All the proud fathers are ashamed to go home.
Their women cluck like starved pullets,
Dying for love.

Therefore,
Their sons grow suicidally beautiful
At the beginning of October,
And gallop terribly against each other’s bodies.


There are many places in our country where high school sports transcends all else; young men dream of getting out of a future of slow-death hard labor, or quick-death-drug-trade-violence.  Being teenagers, and of course believing themselves to be immortal, they may still be choosing a shorter path to the grave by playing sports.  But they may not have any other luxury in a country where so many of us are really expendable. 

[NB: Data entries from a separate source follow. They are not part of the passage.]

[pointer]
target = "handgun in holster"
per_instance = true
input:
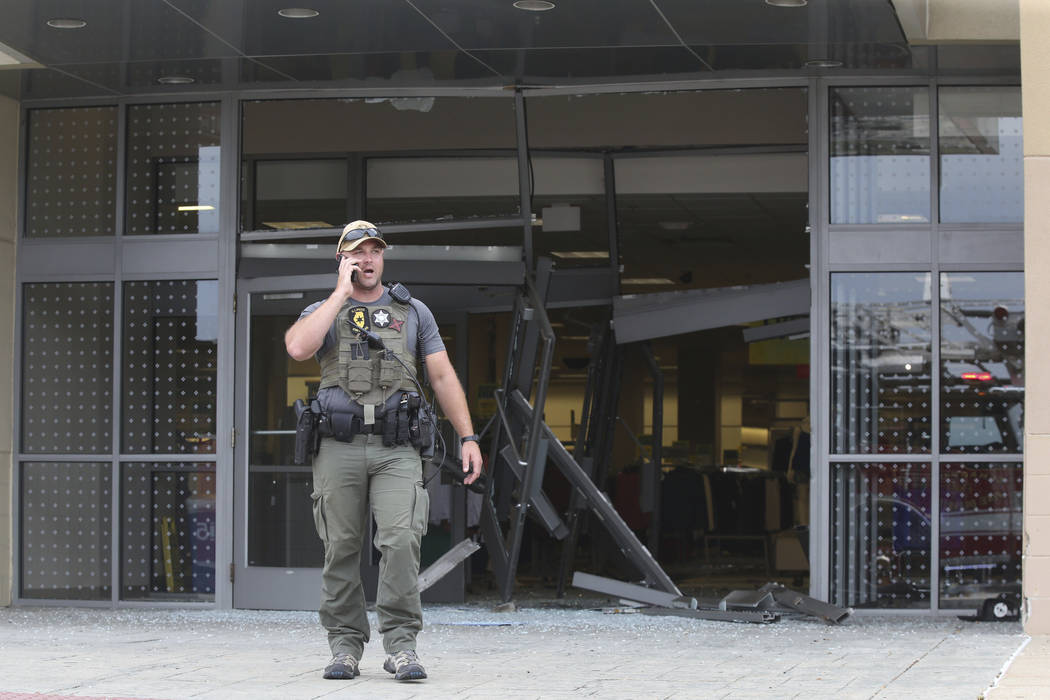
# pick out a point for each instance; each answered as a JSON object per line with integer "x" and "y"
{"x": 308, "y": 438}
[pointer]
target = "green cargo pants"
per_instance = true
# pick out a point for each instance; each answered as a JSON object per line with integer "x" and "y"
{"x": 347, "y": 478}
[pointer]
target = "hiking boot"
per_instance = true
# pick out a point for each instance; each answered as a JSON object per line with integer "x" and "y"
{"x": 343, "y": 666}
{"x": 404, "y": 665}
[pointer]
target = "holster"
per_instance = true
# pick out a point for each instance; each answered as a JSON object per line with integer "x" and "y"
{"x": 307, "y": 436}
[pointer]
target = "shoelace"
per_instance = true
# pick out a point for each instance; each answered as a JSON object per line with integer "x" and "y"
{"x": 402, "y": 658}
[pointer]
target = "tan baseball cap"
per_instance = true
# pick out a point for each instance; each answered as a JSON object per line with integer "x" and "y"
{"x": 357, "y": 231}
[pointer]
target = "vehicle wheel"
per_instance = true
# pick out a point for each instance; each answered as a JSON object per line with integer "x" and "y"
{"x": 995, "y": 610}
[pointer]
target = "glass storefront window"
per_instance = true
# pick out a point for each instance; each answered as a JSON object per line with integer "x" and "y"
{"x": 982, "y": 362}
{"x": 412, "y": 190}
{"x": 172, "y": 168}
{"x": 67, "y": 347}
{"x": 880, "y": 154}
{"x": 294, "y": 194}
{"x": 65, "y": 530}
{"x": 373, "y": 134}
{"x": 982, "y": 158}
{"x": 981, "y": 533}
{"x": 168, "y": 531}
{"x": 71, "y": 172}
{"x": 881, "y": 535}
{"x": 169, "y": 383}
{"x": 691, "y": 221}
{"x": 881, "y": 377}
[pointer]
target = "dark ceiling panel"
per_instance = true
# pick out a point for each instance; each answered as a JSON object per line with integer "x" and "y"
{"x": 340, "y": 27}
{"x": 478, "y": 24}
{"x": 756, "y": 22}
{"x": 552, "y": 65}
{"x": 407, "y": 69}
{"x": 139, "y": 30}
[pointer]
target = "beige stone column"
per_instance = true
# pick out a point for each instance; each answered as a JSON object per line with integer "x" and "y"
{"x": 1035, "y": 97}
{"x": 8, "y": 205}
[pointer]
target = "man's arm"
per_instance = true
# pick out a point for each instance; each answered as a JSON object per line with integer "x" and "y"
{"x": 449, "y": 393}
{"x": 307, "y": 335}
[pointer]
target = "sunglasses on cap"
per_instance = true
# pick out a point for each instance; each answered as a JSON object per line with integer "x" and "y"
{"x": 356, "y": 234}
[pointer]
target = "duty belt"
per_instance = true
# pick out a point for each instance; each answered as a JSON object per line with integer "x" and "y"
{"x": 354, "y": 423}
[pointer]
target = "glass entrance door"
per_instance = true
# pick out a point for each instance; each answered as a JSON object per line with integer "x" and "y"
{"x": 277, "y": 554}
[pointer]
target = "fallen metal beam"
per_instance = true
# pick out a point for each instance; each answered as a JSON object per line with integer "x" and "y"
{"x": 776, "y": 597}
{"x": 631, "y": 591}
{"x": 645, "y": 316}
{"x": 757, "y": 616}
{"x": 446, "y": 563}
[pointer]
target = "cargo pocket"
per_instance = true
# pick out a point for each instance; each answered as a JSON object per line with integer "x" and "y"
{"x": 358, "y": 376}
{"x": 421, "y": 511}
{"x": 319, "y": 522}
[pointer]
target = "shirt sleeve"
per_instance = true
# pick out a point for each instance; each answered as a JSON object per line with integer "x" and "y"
{"x": 329, "y": 337}
{"x": 428, "y": 330}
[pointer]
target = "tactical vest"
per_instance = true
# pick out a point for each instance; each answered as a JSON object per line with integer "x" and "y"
{"x": 366, "y": 374}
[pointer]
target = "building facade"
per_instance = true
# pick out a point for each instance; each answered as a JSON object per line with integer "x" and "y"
{"x": 865, "y": 177}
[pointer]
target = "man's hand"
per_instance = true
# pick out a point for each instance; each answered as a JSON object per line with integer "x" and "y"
{"x": 471, "y": 461}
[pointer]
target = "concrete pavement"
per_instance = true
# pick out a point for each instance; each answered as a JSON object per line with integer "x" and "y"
{"x": 545, "y": 652}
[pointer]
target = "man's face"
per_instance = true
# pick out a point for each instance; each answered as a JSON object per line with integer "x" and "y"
{"x": 369, "y": 257}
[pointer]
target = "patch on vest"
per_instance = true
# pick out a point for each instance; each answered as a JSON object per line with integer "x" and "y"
{"x": 359, "y": 316}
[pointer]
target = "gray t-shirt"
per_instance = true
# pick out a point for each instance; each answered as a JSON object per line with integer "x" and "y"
{"x": 420, "y": 324}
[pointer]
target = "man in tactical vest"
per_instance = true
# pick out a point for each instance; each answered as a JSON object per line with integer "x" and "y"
{"x": 373, "y": 422}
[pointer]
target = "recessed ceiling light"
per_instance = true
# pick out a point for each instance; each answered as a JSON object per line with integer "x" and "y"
{"x": 823, "y": 63}
{"x": 66, "y": 23}
{"x": 175, "y": 80}
{"x": 534, "y": 5}
{"x": 298, "y": 13}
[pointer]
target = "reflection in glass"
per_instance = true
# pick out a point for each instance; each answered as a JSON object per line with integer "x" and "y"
{"x": 292, "y": 195}
{"x": 881, "y": 535}
{"x": 280, "y": 512}
{"x": 881, "y": 376}
{"x": 70, "y": 179}
{"x": 981, "y": 526}
{"x": 880, "y": 155}
{"x": 168, "y": 531}
{"x": 172, "y": 168}
{"x": 982, "y": 158}
{"x": 65, "y": 530}
{"x": 982, "y": 362}
{"x": 170, "y": 339}
{"x": 67, "y": 374}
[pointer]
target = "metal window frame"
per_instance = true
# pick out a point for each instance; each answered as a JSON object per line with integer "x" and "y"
{"x": 113, "y": 247}
{"x": 227, "y": 241}
{"x": 821, "y": 495}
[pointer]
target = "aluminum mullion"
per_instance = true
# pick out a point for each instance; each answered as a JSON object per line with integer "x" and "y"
{"x": 935, "y": 447}
{"x": 117, "y": 435}
{"x": 612, "y": 220}
{"x": 16, "y": 482}
{"x": 820, "y": 515}
{"x": 226, "y": 360}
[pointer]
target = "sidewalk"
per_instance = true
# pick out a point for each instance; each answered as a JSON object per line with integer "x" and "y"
{"x": 471, "y": 652}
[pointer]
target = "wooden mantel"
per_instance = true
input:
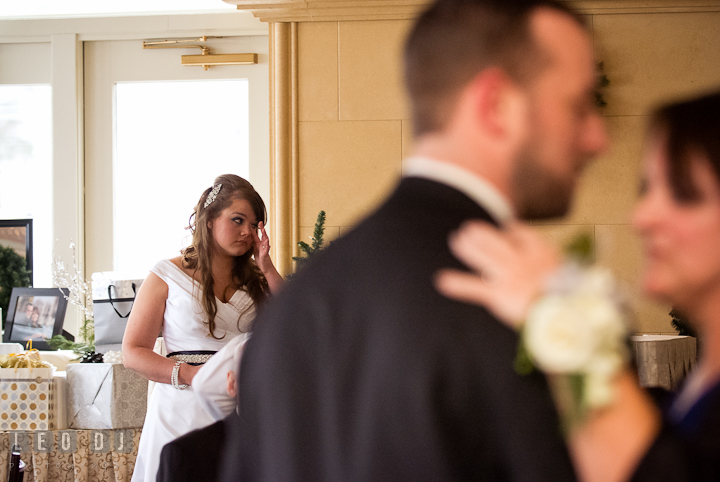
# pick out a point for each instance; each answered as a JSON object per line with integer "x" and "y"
{"x": 338, "y": 10}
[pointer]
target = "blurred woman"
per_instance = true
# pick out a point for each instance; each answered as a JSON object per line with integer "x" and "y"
{"x": 678, "y": 220}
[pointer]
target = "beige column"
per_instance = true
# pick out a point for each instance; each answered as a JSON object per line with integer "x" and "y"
{"x": 283, "y": 143}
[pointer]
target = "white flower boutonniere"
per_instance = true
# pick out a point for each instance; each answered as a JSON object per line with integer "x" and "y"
{"x": 577, "y": 333}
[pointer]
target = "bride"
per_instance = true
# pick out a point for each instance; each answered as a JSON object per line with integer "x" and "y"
{"x": 200, "y": 300}
{"x": 678, "y": 219}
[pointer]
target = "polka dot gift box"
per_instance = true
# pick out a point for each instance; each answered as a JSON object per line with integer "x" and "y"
{"x": 27, "y": 399}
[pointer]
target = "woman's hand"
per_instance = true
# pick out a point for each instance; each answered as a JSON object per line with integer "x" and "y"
{"x": 186, "y": 373}
{"x": 511, "y": 266}
{"x": 261, "y": 252}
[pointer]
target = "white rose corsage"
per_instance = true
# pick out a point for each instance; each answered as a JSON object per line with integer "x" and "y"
{"x": 576, "y": 332}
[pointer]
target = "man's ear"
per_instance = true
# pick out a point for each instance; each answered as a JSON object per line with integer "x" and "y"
{"x": 231, "y": 384}
{"x": 499, "y": 104}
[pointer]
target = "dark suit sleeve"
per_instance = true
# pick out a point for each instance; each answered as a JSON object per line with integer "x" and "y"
{"x": 171, "y": 461}
{"x": 194, "y": 457}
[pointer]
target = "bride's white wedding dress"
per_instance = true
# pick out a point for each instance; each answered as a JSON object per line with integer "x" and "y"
{"x": 171, "y": 412}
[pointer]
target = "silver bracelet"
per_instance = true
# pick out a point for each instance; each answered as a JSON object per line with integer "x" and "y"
{"x": 174, "y": 379}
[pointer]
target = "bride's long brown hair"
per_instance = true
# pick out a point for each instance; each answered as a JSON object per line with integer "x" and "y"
{"x": 198, "y": 256}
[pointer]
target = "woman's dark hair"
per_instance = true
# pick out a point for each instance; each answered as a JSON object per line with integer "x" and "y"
{"x": 198, "y": 256}
{"x": 689, "y": 128}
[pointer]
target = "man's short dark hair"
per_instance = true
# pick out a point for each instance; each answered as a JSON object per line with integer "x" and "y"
{"x": 453, "y": 40}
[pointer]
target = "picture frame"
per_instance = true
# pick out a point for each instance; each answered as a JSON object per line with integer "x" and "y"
{"x": 35, "y": 314}
{"x": 18, "y": 234}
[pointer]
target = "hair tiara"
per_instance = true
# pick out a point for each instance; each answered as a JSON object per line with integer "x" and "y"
{"x": 213, "y": 194}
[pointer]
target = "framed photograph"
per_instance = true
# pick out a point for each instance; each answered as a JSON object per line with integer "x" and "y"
{"x": 35, "y": 314}
{"x": 17, "y": 234}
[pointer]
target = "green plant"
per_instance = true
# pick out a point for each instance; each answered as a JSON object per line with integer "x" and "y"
{"x": 603, "y": 82}
{"x": 681, "y": 324}
{"x": 317, "y": 241}
{"x": 13, "y": 274}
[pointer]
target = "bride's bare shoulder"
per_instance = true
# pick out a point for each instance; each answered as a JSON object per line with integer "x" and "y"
{"x": 178, "y": 262}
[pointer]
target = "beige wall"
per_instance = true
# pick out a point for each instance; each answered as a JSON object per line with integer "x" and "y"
{"x": 354, "y": 128}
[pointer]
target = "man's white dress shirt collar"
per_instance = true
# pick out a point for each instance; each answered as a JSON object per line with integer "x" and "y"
{"x": 470, "y": 184}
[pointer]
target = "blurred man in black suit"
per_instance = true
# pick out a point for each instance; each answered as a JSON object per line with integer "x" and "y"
{"x": 359, "y": 370}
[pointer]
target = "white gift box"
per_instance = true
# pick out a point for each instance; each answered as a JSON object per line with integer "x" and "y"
{"x": 105, "y": 396}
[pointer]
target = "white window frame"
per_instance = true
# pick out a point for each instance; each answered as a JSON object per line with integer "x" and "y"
{"x": 66, "y": 37}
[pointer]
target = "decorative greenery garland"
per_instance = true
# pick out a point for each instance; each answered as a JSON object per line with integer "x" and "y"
{"x": 317, "y": 242}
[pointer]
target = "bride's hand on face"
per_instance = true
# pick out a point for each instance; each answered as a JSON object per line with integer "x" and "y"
{"x": 510, "y": 268}
{"x": 261, "y": 247}
{"x": 261, "y": 252}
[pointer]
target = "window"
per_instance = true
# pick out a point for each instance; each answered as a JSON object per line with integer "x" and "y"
{"x": 26, "y": 167}
{"x": 171, "y": 140}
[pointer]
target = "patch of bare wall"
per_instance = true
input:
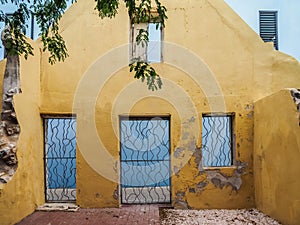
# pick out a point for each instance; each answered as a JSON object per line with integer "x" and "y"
{"x": 9, "y": 126}
{"x": 296, "y": 96}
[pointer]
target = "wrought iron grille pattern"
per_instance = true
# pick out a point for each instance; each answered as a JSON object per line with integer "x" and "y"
{"x": 216, "y": 141}
{"x": 60, "y": 159}
{"x": 145, "y": 160}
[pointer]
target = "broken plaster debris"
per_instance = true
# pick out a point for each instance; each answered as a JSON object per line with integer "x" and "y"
{"x": 214, "y": 217}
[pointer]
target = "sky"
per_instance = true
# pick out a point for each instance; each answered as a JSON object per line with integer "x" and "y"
{"x": 288, "y": 16}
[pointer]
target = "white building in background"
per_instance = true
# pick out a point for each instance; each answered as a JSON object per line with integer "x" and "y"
{"x": 286, "y": 13}
{"x": 288, "y": 18}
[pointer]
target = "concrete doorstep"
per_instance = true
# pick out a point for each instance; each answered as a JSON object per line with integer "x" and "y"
{"x": 68, "y": 207}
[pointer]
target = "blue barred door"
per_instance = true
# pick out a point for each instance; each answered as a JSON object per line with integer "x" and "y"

I think of some of the servicemen and women I know, who also had few options; the army gave them a sense of purpose, and if they can survive these endless middle-east wars, they can actually have a chance at the good life, if they don't let their memories and madnesses wear them down.  I've seen it on their faces; sometimes you know which ones will make it okay and which ones won't.  

Those of us who choose certain professions, even those that come with physical damage as a price, can't quite grasp, except at a distance, what those high-profile, high-risk-high-reward jobs like football player means when there are no options. And Wright's poem just simply nails it.  And so when you read about this scandal at Sayreville, or read about the NFL's troubles, I hope you reflect on the images Wright creates here.